Streaming Drives Music Industry Comeback In 2016 With Uptick In Music Sales

Nielsen Music has released its annual report of music industry sales figures, and the news is good thanks to the growth of streaming. Music sales experienced an uptick of 3 percent compared to those in 2015, despite a plunge in the sale of digital downloads and physical units.

Streaming Shows Huge Growth

2016 was the year that streaming really came into its own, and with major streaming services such as Spotify and Apple Music growing like wildfire, the music industry enjoyed an overall resurgence. On-demand streams increased by an impressive 39.2 percent from 2015, from 310.1 billion streams to 431.7 billion streams. Meanwhile, CD album sales dropped by 16.5 percent, from 125.3 million in 2015 to 104.8 million, while digital album sales fell by 20.1 percent, from 102.9 million to 82.2 million, and digital song sales dropped a huge 25 percent from 964.3 million units to 723.7 million.

The music industry standard for measuring streaming sales of an individual album involves equating a specific number of streams to a single album sale.
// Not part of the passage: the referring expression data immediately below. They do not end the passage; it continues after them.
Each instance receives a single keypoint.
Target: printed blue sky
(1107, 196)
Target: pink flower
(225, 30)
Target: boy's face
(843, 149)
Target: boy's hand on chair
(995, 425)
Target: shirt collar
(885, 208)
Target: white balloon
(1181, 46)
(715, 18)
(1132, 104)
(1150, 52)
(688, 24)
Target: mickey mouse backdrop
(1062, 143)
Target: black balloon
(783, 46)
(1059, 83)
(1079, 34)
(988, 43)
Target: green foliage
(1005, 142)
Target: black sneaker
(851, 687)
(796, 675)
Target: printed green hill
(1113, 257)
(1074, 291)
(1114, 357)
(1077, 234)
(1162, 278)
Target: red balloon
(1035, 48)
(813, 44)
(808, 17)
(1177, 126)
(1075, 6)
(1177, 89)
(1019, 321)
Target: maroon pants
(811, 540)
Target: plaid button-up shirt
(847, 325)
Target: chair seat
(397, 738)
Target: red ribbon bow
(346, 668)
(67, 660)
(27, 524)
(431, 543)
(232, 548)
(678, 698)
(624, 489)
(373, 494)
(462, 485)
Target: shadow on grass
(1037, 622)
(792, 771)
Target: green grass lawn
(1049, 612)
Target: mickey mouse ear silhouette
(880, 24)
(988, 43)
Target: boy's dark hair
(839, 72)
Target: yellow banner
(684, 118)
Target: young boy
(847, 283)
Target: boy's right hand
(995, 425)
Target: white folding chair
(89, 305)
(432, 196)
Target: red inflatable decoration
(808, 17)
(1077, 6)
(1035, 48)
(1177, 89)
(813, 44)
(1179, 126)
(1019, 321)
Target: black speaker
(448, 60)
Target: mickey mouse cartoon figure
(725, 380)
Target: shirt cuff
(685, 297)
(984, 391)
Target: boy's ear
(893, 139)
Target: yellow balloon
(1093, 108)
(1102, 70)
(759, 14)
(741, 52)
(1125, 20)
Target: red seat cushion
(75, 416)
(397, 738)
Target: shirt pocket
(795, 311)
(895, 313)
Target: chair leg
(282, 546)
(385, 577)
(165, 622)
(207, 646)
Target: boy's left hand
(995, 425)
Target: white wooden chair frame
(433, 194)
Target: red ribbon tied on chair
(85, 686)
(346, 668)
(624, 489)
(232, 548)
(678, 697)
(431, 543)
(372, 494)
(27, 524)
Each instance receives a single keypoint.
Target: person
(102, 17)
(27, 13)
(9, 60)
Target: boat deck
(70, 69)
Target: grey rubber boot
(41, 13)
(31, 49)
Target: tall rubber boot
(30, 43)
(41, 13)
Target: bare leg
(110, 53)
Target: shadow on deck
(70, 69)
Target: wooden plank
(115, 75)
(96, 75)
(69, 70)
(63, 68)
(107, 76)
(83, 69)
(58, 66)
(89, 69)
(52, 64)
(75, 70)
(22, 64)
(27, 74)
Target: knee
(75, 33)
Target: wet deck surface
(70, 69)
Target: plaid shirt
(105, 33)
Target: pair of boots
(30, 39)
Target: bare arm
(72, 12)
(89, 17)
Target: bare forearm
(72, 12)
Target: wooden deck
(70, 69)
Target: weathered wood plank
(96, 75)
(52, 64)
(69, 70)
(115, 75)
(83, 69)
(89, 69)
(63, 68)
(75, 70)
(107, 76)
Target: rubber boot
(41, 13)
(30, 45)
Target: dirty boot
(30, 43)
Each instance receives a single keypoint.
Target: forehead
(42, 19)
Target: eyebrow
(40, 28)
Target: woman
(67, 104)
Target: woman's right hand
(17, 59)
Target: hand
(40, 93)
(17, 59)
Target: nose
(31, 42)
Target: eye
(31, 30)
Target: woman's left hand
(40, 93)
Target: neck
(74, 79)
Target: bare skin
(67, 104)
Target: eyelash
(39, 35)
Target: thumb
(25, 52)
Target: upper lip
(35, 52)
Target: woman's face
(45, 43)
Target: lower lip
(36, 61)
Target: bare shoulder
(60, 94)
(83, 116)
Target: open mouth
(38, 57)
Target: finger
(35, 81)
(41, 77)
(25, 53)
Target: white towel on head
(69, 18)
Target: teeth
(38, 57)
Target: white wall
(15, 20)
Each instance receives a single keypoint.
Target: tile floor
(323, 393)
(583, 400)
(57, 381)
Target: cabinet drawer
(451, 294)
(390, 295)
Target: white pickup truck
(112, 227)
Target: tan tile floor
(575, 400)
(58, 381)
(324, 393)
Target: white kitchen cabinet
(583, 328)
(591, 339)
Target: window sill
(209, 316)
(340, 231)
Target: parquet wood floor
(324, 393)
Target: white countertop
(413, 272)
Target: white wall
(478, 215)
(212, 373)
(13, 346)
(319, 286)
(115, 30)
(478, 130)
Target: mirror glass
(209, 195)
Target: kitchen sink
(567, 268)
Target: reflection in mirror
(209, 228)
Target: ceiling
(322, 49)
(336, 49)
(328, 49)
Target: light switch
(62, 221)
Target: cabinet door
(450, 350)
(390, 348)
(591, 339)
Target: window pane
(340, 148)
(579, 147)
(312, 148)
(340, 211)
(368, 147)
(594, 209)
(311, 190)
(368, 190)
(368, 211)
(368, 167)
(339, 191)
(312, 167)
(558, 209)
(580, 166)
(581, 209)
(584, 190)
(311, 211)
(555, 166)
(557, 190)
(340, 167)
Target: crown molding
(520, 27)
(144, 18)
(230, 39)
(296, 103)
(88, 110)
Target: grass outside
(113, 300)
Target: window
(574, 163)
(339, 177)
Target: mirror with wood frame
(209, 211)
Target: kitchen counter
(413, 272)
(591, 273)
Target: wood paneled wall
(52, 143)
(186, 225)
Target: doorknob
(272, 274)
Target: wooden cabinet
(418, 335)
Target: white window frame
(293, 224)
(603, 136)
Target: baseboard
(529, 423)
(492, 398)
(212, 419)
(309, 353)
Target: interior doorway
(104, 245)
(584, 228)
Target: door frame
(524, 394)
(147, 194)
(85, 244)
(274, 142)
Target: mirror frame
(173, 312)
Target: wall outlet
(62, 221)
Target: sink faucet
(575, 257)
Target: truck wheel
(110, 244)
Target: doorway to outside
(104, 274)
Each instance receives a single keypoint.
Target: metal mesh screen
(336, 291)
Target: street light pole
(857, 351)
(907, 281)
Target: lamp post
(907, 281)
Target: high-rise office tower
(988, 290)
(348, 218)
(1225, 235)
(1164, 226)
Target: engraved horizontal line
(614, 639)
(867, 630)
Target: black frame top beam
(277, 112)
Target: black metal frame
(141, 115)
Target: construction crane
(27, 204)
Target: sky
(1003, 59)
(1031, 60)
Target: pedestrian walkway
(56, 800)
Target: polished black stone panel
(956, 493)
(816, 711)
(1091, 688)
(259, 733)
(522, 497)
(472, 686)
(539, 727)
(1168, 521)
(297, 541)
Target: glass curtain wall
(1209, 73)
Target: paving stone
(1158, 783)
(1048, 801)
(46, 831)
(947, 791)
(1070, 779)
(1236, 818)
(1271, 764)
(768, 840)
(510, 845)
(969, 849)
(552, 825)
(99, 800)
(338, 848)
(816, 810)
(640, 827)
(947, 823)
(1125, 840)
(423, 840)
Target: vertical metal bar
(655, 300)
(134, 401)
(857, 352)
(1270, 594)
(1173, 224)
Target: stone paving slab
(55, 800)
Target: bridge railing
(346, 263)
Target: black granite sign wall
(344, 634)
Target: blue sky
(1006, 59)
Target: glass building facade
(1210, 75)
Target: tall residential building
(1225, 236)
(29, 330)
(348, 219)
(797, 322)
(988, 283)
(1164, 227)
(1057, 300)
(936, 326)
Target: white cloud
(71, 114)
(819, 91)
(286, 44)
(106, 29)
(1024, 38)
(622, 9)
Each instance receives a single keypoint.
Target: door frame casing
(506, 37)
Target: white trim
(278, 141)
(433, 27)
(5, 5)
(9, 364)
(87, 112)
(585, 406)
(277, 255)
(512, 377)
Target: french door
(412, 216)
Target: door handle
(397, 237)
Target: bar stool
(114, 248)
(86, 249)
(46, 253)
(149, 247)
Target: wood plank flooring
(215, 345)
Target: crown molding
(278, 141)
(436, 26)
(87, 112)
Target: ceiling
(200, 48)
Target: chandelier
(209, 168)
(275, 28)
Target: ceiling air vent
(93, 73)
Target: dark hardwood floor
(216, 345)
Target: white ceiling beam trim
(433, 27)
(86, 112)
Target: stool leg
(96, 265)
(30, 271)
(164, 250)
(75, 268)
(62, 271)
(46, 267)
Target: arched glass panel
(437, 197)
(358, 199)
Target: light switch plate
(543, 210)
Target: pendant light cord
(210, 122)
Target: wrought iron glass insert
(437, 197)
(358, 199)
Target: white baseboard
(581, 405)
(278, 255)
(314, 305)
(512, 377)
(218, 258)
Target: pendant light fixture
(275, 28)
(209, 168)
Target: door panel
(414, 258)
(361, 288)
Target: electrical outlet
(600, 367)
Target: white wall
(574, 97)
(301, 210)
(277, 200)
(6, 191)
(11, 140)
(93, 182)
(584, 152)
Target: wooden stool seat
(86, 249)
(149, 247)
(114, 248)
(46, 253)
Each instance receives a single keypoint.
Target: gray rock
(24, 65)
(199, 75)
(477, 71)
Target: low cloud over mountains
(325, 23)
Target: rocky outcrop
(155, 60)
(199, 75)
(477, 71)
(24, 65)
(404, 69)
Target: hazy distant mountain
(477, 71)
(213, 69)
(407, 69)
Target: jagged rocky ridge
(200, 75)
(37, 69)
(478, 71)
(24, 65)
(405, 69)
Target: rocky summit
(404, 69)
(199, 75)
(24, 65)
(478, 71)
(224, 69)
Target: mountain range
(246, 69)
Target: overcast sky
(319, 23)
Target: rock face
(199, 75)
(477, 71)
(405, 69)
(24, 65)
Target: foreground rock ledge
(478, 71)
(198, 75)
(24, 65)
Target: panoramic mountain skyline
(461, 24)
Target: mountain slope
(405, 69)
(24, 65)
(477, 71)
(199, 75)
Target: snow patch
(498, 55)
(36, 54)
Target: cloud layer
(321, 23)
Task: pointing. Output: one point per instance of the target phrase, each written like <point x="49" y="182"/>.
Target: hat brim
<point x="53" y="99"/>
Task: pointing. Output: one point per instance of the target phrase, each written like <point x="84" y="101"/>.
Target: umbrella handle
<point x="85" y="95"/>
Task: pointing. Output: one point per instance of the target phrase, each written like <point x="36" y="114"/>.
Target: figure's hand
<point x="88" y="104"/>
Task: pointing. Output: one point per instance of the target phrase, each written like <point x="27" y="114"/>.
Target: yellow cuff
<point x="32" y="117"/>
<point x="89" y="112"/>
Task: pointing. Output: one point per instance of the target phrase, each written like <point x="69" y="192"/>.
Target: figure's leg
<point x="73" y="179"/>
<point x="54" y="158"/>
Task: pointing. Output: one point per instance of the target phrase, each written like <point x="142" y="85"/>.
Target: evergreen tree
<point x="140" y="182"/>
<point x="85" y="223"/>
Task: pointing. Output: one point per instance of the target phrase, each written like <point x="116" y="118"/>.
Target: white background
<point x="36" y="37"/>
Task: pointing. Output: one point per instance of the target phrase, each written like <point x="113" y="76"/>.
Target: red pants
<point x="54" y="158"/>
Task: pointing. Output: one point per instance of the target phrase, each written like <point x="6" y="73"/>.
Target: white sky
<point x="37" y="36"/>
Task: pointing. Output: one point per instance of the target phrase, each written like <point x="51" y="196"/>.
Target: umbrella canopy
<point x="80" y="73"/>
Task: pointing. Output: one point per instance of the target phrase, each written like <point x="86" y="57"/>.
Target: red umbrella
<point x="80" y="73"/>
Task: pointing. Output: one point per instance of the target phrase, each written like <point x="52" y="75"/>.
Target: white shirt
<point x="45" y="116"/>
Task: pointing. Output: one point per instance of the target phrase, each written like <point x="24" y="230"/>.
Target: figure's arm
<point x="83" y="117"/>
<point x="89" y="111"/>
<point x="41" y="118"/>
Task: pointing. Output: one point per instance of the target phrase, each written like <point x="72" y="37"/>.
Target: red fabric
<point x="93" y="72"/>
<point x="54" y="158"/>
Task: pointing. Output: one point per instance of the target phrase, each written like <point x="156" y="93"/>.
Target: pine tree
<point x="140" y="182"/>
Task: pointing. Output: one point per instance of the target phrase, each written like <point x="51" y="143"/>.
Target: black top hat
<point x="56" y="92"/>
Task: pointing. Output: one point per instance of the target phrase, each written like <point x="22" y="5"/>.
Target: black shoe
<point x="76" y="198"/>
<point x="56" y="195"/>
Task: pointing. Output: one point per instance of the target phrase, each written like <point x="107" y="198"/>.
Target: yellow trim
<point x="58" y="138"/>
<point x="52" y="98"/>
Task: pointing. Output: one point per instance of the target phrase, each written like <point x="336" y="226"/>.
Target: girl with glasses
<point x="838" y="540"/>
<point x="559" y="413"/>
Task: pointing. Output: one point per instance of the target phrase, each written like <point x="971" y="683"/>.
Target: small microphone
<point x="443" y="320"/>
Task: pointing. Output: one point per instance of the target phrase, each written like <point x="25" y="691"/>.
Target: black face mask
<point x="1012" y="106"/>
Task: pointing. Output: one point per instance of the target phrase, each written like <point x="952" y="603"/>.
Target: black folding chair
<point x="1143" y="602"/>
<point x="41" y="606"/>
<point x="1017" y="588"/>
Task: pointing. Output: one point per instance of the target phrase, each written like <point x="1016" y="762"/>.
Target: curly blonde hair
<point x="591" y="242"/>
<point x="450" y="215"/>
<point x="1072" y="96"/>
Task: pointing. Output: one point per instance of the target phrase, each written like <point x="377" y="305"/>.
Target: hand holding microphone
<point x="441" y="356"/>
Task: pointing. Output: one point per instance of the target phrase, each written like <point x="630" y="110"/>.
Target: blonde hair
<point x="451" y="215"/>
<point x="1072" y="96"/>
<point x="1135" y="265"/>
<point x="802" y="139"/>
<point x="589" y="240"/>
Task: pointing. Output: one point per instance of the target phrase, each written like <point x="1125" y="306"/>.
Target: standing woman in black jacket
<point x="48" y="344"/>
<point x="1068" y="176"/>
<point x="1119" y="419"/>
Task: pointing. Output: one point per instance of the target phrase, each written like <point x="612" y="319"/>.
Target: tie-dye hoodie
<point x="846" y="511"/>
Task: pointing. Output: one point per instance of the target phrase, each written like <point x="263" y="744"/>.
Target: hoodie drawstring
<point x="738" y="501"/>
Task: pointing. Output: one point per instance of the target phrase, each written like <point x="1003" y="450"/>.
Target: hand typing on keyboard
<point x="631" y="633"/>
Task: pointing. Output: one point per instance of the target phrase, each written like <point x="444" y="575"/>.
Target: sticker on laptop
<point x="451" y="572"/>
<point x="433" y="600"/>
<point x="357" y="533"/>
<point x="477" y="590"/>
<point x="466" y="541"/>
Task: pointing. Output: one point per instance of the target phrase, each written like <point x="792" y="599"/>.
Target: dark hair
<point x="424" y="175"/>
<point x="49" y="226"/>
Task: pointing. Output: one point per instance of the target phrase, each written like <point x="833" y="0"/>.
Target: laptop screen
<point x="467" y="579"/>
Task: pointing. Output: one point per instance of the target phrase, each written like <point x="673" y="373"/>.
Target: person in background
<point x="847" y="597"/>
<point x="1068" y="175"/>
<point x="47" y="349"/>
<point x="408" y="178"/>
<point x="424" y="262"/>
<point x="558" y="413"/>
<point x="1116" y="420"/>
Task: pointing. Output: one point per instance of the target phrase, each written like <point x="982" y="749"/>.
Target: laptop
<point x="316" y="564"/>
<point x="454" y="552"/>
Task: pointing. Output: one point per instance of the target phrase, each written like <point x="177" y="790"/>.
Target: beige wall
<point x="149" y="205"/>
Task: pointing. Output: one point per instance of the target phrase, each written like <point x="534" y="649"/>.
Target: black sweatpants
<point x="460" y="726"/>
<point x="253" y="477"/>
A total of 1,500 streams of the various tracks from an album is equals to a single unit sold, while the sale of ten digital tracks is also considered the equivalent of one album unit sale.

Top Album Sales Of 2016

Using that measurement system, Drake came out on top with massive sales for his album Views, which sold a total of 4.1 million in 2016, combining physical album sales, digital downloads, and streams, the latter two being labeled together as "consumption units." That's no surprise to those who read our recent report that three songs from Drake's Views album featured in the top 10 most streamed songs of the year, namely "Controlla," "Too Good," and the number 1 "One Dance."

Drake also featured on Rihanna's "Work," the second most streamed song of the year. With the fourth most streamed song as well in "Needed Me," Rihanna's ANTI album landed in the number 4 position, just behind Adele's 25 and Beyoncé's Lemonade. While the Adele and Beyoncé albums had two to three times the number of actual album sales compared with consumption units, the situation is reversed with Rihanna, who sold 1.4 million consumption units versus just 603,000 album sales. Drake followed a similar pattern, with 2.5 million consumption units as opposed to 1.6 million actual album sales. That means the popularity of Rihanna and Drakes hit singles drove their success, while Adele and Beyoncé relied more on the popularity of their actual albums in their entirety.

The rest of the top 10 albums confirm that the popularity of streaming clearly varies among genres, with younger, pop/R&B artists such as Justin Bieber and Ariana Grande showing bigger consumption unit sales as opposed to album sales, which conversely led the way for country artist Chris Stapleton and the Broadway soundtrack to the hit show Hamilton.